Faltas de respeto

De vez en cuando alguien se queja de que alguien “le falta al respeto a los canarios”. No hace mucho, sin necesidad de ir más lejos, el director de un periódico canarión utilizó tan socorrida —a la vez que manoseada— expresión para referirse al presidente de Repsol a cuenta de unas manifestaciones postreras de este señor sobre las prospecciones petrolíferas a 60 kilómetros de las costas isleñas más próximas. Ahora ha sido un político de renombre —aunque apeado de la política con una patada donde la espalda pierde su casto nombre— quien se queja de que Rajoy —o “Madrid”, por mencionar otro mantra del nacionalismo vernáculo— les falta al respeto a los canarios a cuenta del telurio.

Faltas de respeto siempre las ha habido. Eso sí, puestos a ordenarlas —o clasificarlas— por su importancia, no sé si sería mayor la conducta indecorosa ante la dignidad debida a todos los isleños que lleva cometiendo Coalición Canaria desde hace veintitantos años —casi treinta— con los “ejemplares” logros conseguidos en educación, sanidad, empleo, cohesión social y algún que otro etcétera. Porque, si no me falla demasiado la memoria reciente, estamos en el pelotón de cabeza del fracaso escolar español —que a su vez lidera la pifia educativa en Europa—, nuestras listas de espera para recibir atención sanitaria especializada son de las más largas de España —asunto en el que nos equiparamos a los catalanes; ¿por qué será?—, ostentamos las mayores tasas de desempleo —sobre todo el juvenil— de un país que, de nuevo, se sitúa a la cabeza del ranking europeo al respecto y nuestro orgullo como pueblo, por así decirlo, tampoco está para muchos trotes, si exceptuamos al mago que el otro día descalabró el jardín del edificio en el que vivo mientras mencionaba el inalienable derecho de “pisar su tierra canaria”. Que así sea.

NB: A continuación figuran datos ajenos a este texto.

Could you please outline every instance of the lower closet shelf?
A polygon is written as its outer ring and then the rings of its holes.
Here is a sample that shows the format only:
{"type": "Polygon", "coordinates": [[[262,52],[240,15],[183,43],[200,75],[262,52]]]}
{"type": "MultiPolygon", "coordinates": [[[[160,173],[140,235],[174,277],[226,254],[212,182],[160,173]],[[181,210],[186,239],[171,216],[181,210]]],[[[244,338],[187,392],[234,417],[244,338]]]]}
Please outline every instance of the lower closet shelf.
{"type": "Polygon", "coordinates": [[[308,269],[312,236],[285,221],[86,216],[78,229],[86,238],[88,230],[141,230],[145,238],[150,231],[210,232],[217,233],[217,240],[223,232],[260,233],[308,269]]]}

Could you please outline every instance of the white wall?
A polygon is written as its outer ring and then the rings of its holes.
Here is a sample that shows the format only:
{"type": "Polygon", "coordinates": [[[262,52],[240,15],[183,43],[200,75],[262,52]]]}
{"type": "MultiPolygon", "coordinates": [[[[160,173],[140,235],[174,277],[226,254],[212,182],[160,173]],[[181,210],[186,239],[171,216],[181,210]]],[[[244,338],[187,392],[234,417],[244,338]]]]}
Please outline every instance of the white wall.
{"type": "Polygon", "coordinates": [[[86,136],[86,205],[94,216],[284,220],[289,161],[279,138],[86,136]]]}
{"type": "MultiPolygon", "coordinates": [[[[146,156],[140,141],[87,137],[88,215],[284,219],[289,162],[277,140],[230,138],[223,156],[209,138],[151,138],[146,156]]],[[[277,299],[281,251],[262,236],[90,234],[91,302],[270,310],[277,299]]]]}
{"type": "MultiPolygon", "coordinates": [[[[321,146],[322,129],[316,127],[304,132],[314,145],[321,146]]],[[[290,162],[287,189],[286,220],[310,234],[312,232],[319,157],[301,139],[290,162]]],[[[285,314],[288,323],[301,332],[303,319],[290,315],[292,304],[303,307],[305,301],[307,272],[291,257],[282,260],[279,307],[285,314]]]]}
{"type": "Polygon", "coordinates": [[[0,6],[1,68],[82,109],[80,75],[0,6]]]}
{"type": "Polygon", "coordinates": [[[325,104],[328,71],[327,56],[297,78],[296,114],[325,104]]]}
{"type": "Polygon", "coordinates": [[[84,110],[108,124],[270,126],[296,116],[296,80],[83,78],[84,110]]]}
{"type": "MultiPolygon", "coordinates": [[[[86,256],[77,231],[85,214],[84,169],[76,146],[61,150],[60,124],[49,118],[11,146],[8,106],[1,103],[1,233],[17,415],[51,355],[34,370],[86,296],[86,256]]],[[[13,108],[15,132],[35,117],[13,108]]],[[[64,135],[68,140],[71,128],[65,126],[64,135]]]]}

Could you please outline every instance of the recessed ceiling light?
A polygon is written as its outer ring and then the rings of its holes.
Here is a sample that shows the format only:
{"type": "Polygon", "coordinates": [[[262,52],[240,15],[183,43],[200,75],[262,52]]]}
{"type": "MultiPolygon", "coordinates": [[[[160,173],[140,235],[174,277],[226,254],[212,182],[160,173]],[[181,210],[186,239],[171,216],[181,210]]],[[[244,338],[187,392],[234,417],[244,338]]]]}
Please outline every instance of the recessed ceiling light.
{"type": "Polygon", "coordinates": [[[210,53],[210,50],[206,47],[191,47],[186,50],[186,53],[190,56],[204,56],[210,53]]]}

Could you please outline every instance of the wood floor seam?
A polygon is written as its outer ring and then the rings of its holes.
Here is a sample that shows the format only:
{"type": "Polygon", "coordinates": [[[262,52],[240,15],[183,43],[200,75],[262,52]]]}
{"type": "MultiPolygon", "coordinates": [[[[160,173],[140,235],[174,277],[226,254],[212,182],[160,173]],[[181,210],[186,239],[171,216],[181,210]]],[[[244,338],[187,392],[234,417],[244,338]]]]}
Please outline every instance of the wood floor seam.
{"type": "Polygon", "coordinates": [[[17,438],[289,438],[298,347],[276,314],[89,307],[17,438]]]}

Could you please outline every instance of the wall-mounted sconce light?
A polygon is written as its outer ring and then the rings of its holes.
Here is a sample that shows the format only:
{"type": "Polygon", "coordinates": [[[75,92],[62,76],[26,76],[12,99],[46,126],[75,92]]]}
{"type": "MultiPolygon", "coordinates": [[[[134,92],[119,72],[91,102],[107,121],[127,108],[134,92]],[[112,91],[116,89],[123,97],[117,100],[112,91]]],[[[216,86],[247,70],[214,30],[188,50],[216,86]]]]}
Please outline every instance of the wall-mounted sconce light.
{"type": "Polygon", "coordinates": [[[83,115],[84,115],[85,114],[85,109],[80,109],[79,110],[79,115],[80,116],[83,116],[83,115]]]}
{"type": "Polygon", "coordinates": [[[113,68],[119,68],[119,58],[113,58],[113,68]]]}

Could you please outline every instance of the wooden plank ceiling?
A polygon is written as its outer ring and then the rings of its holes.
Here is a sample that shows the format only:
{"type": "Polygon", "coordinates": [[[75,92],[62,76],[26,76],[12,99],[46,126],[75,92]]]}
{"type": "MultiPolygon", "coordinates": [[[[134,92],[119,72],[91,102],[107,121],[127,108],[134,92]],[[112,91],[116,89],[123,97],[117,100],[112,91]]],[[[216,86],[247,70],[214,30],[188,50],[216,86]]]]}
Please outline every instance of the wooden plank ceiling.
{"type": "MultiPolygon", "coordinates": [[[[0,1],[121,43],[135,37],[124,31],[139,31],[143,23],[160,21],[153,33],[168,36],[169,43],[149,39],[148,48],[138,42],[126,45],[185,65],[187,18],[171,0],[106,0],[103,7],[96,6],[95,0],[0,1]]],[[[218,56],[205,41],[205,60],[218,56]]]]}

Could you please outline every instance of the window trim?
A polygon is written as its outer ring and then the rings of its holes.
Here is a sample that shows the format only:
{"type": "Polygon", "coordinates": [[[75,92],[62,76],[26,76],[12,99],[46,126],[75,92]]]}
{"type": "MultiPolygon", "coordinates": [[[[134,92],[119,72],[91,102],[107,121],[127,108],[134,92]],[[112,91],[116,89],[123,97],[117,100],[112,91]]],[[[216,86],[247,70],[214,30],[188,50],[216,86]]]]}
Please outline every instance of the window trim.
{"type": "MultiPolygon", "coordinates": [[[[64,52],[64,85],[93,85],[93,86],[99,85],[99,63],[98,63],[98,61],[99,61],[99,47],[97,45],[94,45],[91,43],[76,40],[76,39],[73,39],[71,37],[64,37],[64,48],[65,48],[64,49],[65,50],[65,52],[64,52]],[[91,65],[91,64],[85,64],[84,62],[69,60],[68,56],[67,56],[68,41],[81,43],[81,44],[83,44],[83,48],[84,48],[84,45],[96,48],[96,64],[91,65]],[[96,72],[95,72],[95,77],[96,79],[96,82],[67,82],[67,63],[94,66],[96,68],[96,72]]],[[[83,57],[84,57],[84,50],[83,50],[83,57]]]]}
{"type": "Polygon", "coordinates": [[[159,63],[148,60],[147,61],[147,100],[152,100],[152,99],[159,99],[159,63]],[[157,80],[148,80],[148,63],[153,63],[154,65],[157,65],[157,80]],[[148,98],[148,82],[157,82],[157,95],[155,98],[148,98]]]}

Cabría deducir de lo anterior, en el supuesto de que hubiese escrito lo anterior con la intención de destilar alguna conclusión, que Fernando Clavijo es un paladín más —acaso el último hasta ahora, pero no el último definitivo— de este ultraje continuo y considerable a la dignidad de los canarios. Falsa tesis, me apresto a precisar, porque el actual presidente del Gobierno regional ha conseguido la innegable proeza de anular por completo cualquier afección social que padezcan estas islas. Revelado como un auténtico mago de la política —y no precisamente en el sentido que se usaba tal término con su antecesor—, ha conseguido Clavijo rodear al archipiélago de una atmósfera inerte en la que resulta imposible, por no decir indeseable, cualquier reacción ante la más osada de las felonías políticas, incluida la manifiesta incapacidad de su Ejecutivo para resolver el más irrisorio de nuestros problemas. Una forma suave, y hasta educada, de decir que a los canarios les mean encima sus propios gobernantes sin que la micción les resulte oprobiosa; más bien, todo lo contrario.

En definitiva, enhorabuena para un presidente que, además de todo lo demás, ha conseguido que Rajoy lo llame a él, y no al señor Antona —hay tontos útiles pero también menudean los inútiles— cuando quiere enterarse de algo sobre Canarias y también, por qué no, cuando quiere que se haga algo en Canarias.